Kosher food is food prepared in adherence to the dietary laws of Judaism. The laws that govern kosher food deal with what foods may be eaten and how those foods must be prepared.

The Hebrew word Kasher (kosher) literally means fit or proper and these laws are Biblical in origin – the Jewish People have applied them to their daily diet for millennia. The Kashrut Authority offers a team of experts in modern food technology and its interface with all the detailed kosher regulations and requirements. They simultaneously embrace today’s world with these regulations, successfully merging ancient and modern needs.

The Kosher Certification process involves an examination of the food ingredients as well as the production and the preparation process. Kosher foods are generaly divided into three main categories: Meat, Dairy and Pareve.

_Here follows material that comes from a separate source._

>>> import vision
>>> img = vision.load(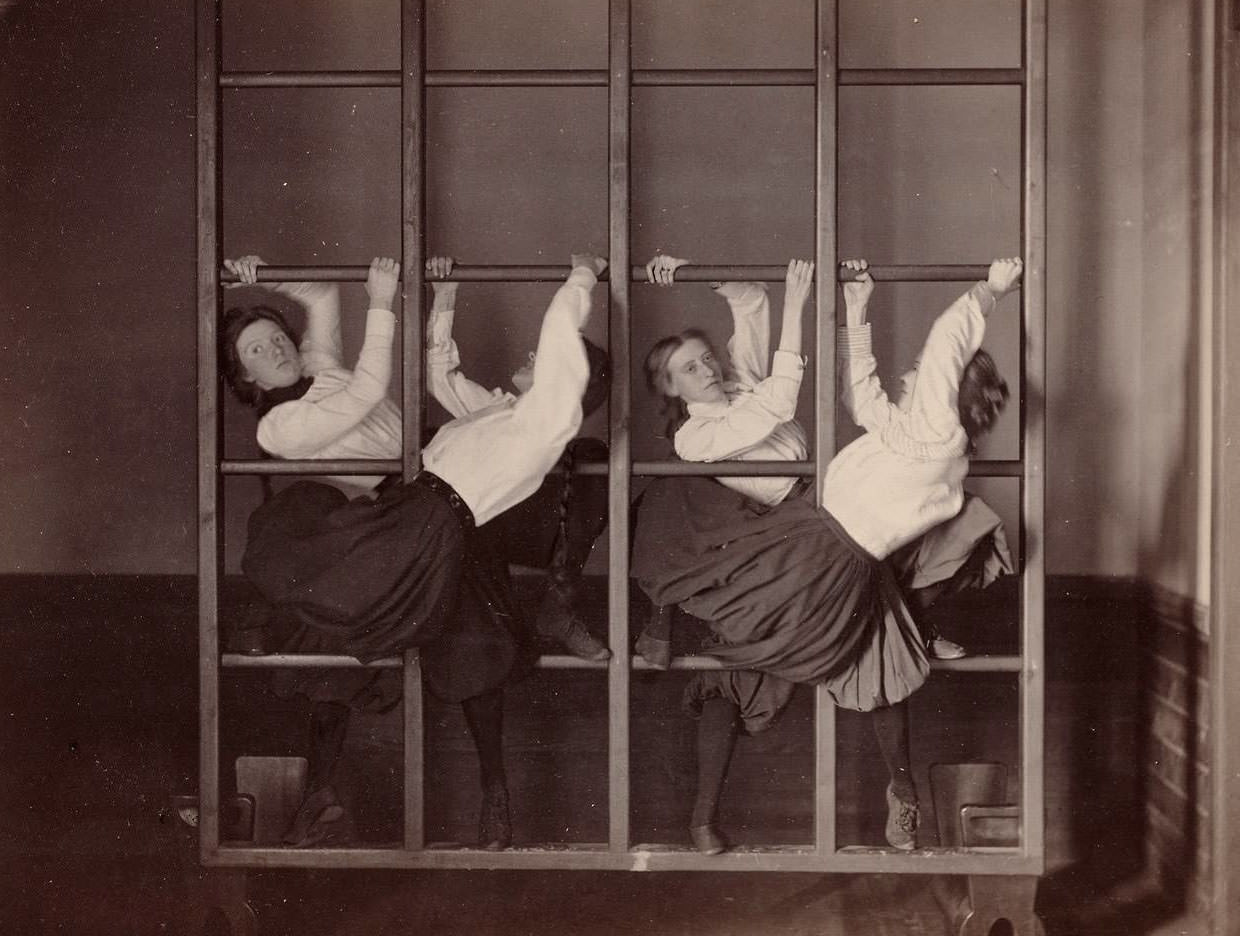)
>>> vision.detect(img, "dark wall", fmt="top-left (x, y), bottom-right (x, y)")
top-left (0, 0), bottom-right (1019, 572)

For an animal to be kosher, it must have cloven hooves and chew its cud. Manufacturers must process the meat in a specific way to maintain the integrity of kosher production methods. Examples of kosher meat varieties include: beef, veal, goat and lamb. Birds and poultry (that are not birds of prey) are also kosher, including chicken, turkey and certain types of duck, quail, and geese.

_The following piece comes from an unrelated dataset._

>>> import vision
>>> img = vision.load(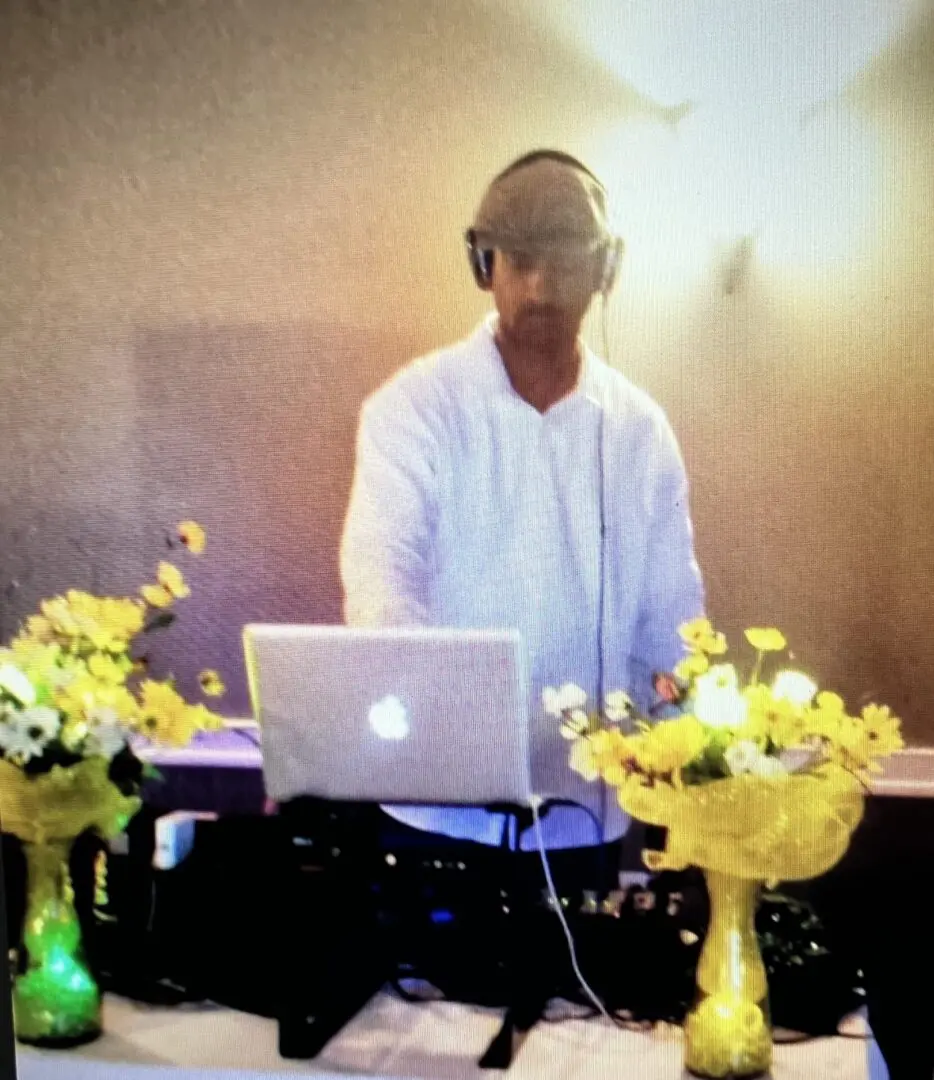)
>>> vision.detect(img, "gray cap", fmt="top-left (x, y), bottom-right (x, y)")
top-left (473, 159), bottom-right (609, 249)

Additionally, for meat to be kosher it must undergo the process of shechitah, the prescribed method of slaughtering animals and fowl for consumption — this is performed by a highly skilled specialist. Among the myriad of laws that surround this practice, we are ever mindful of the most effective and modern animal welfare techniques.



All dairy products and derivatives (milk, cheese, butter etc.) must come from a kosher animal. Importantly, dairy products may not be consumed with meat or poultry.



Pareve foods contain neither milk nor meat, that is, they are neutral. This category includes fruit and vegetables that must be insect – free, grains, juice, eggs from a kosher animal and fish that have both fins and scales. Importantly, fish may not be consumed together with meat.